Women’s rights, animal rights, elder rights, gay rights, aboriginal rights, disabled rights, environmental rights - lobby groups in society try to monopolize virtue in the way they fabricate their narratives. Then in order to express our solidarity with the virtuous team, we have to embrace their socially approved narrative even if the narrative is suspicious. Failure to assimilate with a team and its narrative might not be so much a sign that we are wrong (truth is not the issue). It might be a sign that we have false allegiances. We must embrace the approved story to show we are not complicit in a system of oppression.
First, how a person feels about how others speak - perceptions of sexist language in this case - is neither here nor there, because people are free to feel howsoever we please. We own our feelings. WE OWN OUR FEELINGS.
Second, I am less concerned with what is deemed appropriate than I am with what is factually accurate. If Ms. Rempel thinks being advised that she ought to be “nicer” is sexist I would deny it if it happens to be true. Consideration of the accuracy of the remark ought to be everyone’s priority, not a rush to consider its propriety. If I say that former Hamilton Liberal MP Sheila Copps was/is a shrill speaker one ought first to consider that the observation might happen to be true (it is), not to consider it outright and blatant sexism.
Because we unavoidably live in a society of our fellows it might be said that we have a social obligation to be nice and that failure to satisfy our social obligations means that we are anti-social. Is Ms. Rempel an anti-social monster? Our first thought should be that petitions to niceness are aesthetic in origin, not misogynist.
Because our law has only one presumption - the presumption of innocence - we may not presume that women are uniquely vulnerable to sexism, abuse or misogyny. Thinking like that is itself sexist. Because of the presumption of innocence we may not trust that victims who testify against their abusers are to be believed pro forma. That is wrong legal thinking and wrong logical thinking. It is a denial of due process.

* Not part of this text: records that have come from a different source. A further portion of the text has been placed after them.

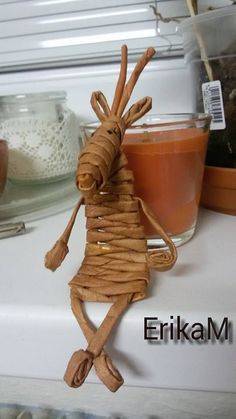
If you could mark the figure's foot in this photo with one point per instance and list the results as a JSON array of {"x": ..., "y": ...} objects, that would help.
[
  {"x": 107, "y": 373},
  {"x": 78, "y": 368}
]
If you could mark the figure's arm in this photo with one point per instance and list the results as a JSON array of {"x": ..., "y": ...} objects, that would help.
[
  {"x": 160, "y": 259},
  {"x": 57, "y": 254}
]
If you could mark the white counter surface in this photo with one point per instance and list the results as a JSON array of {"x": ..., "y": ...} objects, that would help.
[{"x": 39, "y": 333}]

When it comes to emotion, everyone, male and female, ought to curb their emotion in debate because emotion corrupts Right Reason. It’s not about gender.
When it comes to ‘keeping house’ - cleaning, washing, cooking, caring for children - these are tasks that need doing on a regular basis lest disorder and chaos ensue. It’s not about gender disposition, it’s about opportunity. Or, rather, it is less about the former than about the latter. Whoever has the opportunity to do such has the moral obligation to do so.
Like atheists who depend more on the question of the existence of God in their arguments than the faithful do in theirs, I worry that feminists are coming to rely on sexual discrimination - even when there is none evident - to justify themselves.
I do not deny that Rempel may have genuinely experienced sexism from co-workers in her federal government workplace. Rather, I am saying that what was reported in the newspaper does not that that a primary conclusion. In the telling the story jumps over one or two logical steps to rush (it seems to me) to a sexism story line.
But like I say, I could be wrong. If the issue is about how men react to women’s reactions and then dismiss them, invalidating their opinions and accomplishments due to the fact that they are women, then we can say that white male privilege is blinding me to the real issue. In that case I have genuine criticisms about how the "real" issues are presented.
I don't feel like a privileged white guy, though.